Et, voilà! Happy blogging!

♥ Open Source

Finding Base64 implementations in Apache Software Foundation projects

kinow @ Sep 01, 2017 20:23:03

NZ Grey Warbler (riroriro)
New Zealand Grey Warbler (riroriro)

Some time ago while working in one of the many projects in the Apache Software Foundation (Apache Commons FileUpload if I remember well), I noticed that it had a Base64 implementation. What called my attention was that the project not using the Apache Commons Codec Base64 implementation.

While Apache Commons’ mission is to create components that can be re-used across ASF projects, and also by other projects not necessarily under the ASF, it is understandable that some projects prefer to keep its dependencies to a minimum. It is normally a good software engineering practice to carefully manage your dependencies.

But would Apache Commons FileUpload be the only project in the ASF with its own Base64 implementation?

What is Base64?

Simply put, Base64 is a way to encode bytes to strings. It utilises a table, to convert parts of the binary input to certain numbers. These numbers match an entry in the table used by the Base64 implementation. There are several Base64 implementations, though some are obsolete now.

The input text “this is base64!” results in “dGhpcyBpcyBiYXNlNjQh”. It can be decoded and will result in the same input text. An image can also be encoded. Or a ZIP file. This is helpful for data transfer and storage.

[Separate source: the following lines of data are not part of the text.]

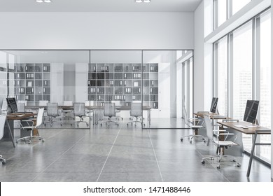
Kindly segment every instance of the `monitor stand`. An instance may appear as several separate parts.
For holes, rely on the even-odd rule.
[[[256,118],[255,120],[255,124],[252,124],[252,125],[247,126],[249,128],[255,128],[255,127],[260,127],[260,123],[259,120]]]

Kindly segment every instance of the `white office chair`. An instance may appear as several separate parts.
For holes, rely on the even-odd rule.
[[[121,106],[121,102],[120,101],[111,101],[111,102],[115,104],[115,120],[121,119],[121,120],[123,120],[123,117],[122,117],[121,115],[120,115],[120,114],[118,114],[119,113],[120,113],[120,110],[118,110],[116,108],[116,106]]]
[[[86,126],[88,127],[88,122],[83,120],[83,117],[85,116],[85,103],[74,103],[74,111],[75,118],[78,117],[80,118],[80,120],[75,121],[75,123],[77,123],[77,126],[78,126],[80,122],[84,122],[86,124]],[[72,123],[71,125],[71,126],[73,125]]]
[[[237,162],[237,164],[236,164],[237,167],[240,167],[241,164],[237,161],[237,160],[235,159],[234,157],[230,156],[230,155],[224,155],[223,153],[224,148],[239,146],[239,144],[235,143],[235,141],[237,139],[237,135],[235,135],[234,141],[227,140],[227,139],[229,136],[234,135],[234,134],[233,133],[230,133],[226,130],[214,130],[209,115],[204,115],[204,120],[205,126],[206,126],[206,135],[208,136],[208,143],[210,141],[212,141],[214,142],[214,144],[217,146],[218,150],[217,150],[217,155],[204,158],[202,158],[201,162],[202,164],[204,164],[205,160],[207,160],[207,159],[214,160],[214,158],[218,158],[218,164],[217,166],[217,168],[220,169],[220,163],[222,161],[223,158],[228,157],[228,158],[231,158],[232,161]],[[223,140],[219,139],[219,137],[220,136],[225,136]]]
[[[30,131],[30,135],[24,137],[22,137],[18,139],[16,141],[16,143],[18,143],[21,140],[26,141],[27,139],[28,140],[28,144],[31,143],[31,139],[33,138],[38,138],[39,140],[41,140],[43,142],[45,141],[43,137],[38,136],[33,136],[33,130],[34,129],[37,129],[43,122],[43,111],[44,111],[44,108],[41,108],[38,111],[37,113],[37,118],[36,119],[36,123],[34,122],[34,120],[21,120],[22,122],[25,122],[27,126],[24,126],[21,123],[21,129],[23,130],[27,130],[27,131]]]
[[[6,114],[0,115],[0,140],[4,136],[4,130],[5,127],[6,118]],[[0,155],[0,161],[2,162],[3,164],[6,164],[6,159],[1,155]]]
[[[39,100],[38,104],[40,107],[46,107],[48,103],[48,100]],[[43,120],[46,120],[46,117],[47,117],[46,109],[43,111]]]
[[[136,120],[132,120],[131,122],[129,122],[127,123],[127,125],[128,126],[129,124],[133,125],[134,123],[134,126],[136,126],[136,122],[141,123],[144,126],[145,126],[145,123],[137,120],[137,119],[139,118],[141,119],[142,118],[142,109],[141,109],[141,102],[132,102],[131,103],[131,109],[130,109],[130,116],[132,120],[133,120],[134,118],[136,118]]]
[[[73,101],[64,101],[63,106],[71,106],[73,107]],[[66,118],[69,120],[69,118],[74,119],[74,117],[68,115],[69,113],[73,113],[73,109],[63,109],[62,111],[63,113],[64,113],[64,119]]]
[[[187,115],[187,111],[186,111],[185,107],[183,108],[183,115],[184,118],[185,123],[187,126],[188,126],[192,131],[192,134],[187,136],[183,136],[181,137],[180,141],[183,141],[184,138],[188,138],[188,139],[190,140],[190,143],[191,144],[192,142],[193,139],[196,138],[201,138],[202,141],[205,142],[206,140],[202,135],[198,135],[195,134],[195,131],[197,131],[198,130],[201,128],[204,128],[204,126],[202,125],[202,122],[199,118],[188,118]]]
[[[113,121],[111,120],[112,117],[115,117],[116,110],[115,108],[115,103],[104,103],[104,115],[108,116],[108,120],[104,122],[101,122],[101,126],[102,123],[106,123],[108,126],[110,126],[110,122],[113,122],[118,126],[118,122]]]
[[[52,126],[53,122],[57,122],[57,121],[55,120],[57,117],[60,117],[58,104],[57,103],[48,103],[48,106],[46,108],[46,113],[48,117],[48,121],[45,122],[43,124],[46,126],[46,123],[50,123]],[[60,119],[62,120],[62,119]],[[61,126],[62,126],[62,122],[61,121]]]
[[[94,111],[90,108],[92,106],[94,106],[94,101],[87,100],[85,102],[85,115],[88,116],[90,120],[92,116],[94,115]],[[91,114],[92,116],[91,116]]]
[[[17,111],[18,113],[25,113],[25,107],[24,107],[24,103],[22,102],[18,102],[17,104]]]

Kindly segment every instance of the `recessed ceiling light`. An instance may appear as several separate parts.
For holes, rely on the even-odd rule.
[[[150,0],[136,0],[136,3],[150,3]]]
[[[51,3],[52,0],[36,0],[37,3]]]

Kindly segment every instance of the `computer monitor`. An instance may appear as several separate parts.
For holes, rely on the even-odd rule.
[[[8,113],[15,113],[18,111],[15,98],[6,98]]]
[[[0,97],[0,114],[2,114],[2,106],[4,99]]]
[[[256,122],[259,101],[247,100],[246,111],[244,111],[244,121],[255,124]]]
[[[218,97],[212,98],[210,112],[216,113],[217,104],[218,104]]]

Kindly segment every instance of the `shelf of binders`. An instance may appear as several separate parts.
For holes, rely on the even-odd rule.
[[[50,64],[15,64],[15,86],[18,100],[50,100]]]
[[[141,101],[142,88],[145,105],[153,106],[151,101],[158,102],[158,96],[150,94],[150,88],[153,94],[158,91],[158,64],[141,66],[140,63],[92,63],[89,70],[88,99],[98,102],[99,105],[104,102],[120,101],[122,104],[130,106],[132,101]]]

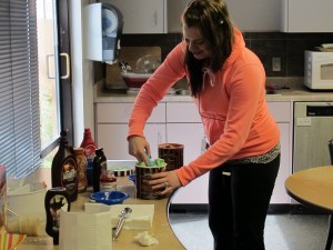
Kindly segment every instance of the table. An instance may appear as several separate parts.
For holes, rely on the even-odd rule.
[[[315,167],[293,173],[285,180],[290,197],[310,208],[329,212],[330,224],[325,250],[333,239],[333,166]]]
[[[49,186],[50,170],[40,170],[42,180]],[[130,198],[124,200],[127,204],[154,204],[153,226],[149,231],[160,242],[159,244],[150,246],[150,250],[184,250],[185,248],[173,233],[169,223],[169,202],[170,197],[161,200],[141,200],[135,198],[135,186],[127,179],[127,177],[118,177],[118,190],[125,191]],[[89,201],[90,192],[80,193],[78,200],[71,203],[71,211],[83,211],[84,202]],[[112,241],[112,250],[142,250],[143,247],[133,242],[133,238],[145,230],[122,230],[119,239]],[[110,237],[111,238],[111,237]],[[51,237],[27,237],[20,244],[19,250],[58,250],[59,246],[53,246]]]

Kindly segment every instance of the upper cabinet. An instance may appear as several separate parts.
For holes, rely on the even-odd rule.
[[[167,33],[167,0],[108,0],[123,16],[123,33]]]
[[[234,24],[242,31],[278,31],[281,2],[278,0],[225,0]]]
[[[332,0],[282,0],[281,31],[333,32]]]
[[[180,17],[189,0],[168,0],[168,32],[181,32]],[[226,0],[230,17],[242,31],[278,31],[281,2],[278,0]]]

Apache Commons Codec is well known to provide a Bse64 implementation, and used in several projects, both Open Source and in the industry. Its implementation is based on the RFC-2045.

Java 8 contains a Base64 implementation, so that may very well replace Apache Commons Coded use in some projects, though that may take some time. The Java 8 implementation supports the RFC-2045, RFC-4648, and has also support to the URL and MIME formats.

Searching for other Base64 implementations

Using GitHub search, I looked for other Base64 implementations in the ASF projects. Here’s the result table with only the custom implementations found after going through some 15 pages in more than 100 pages with hits for “base64”.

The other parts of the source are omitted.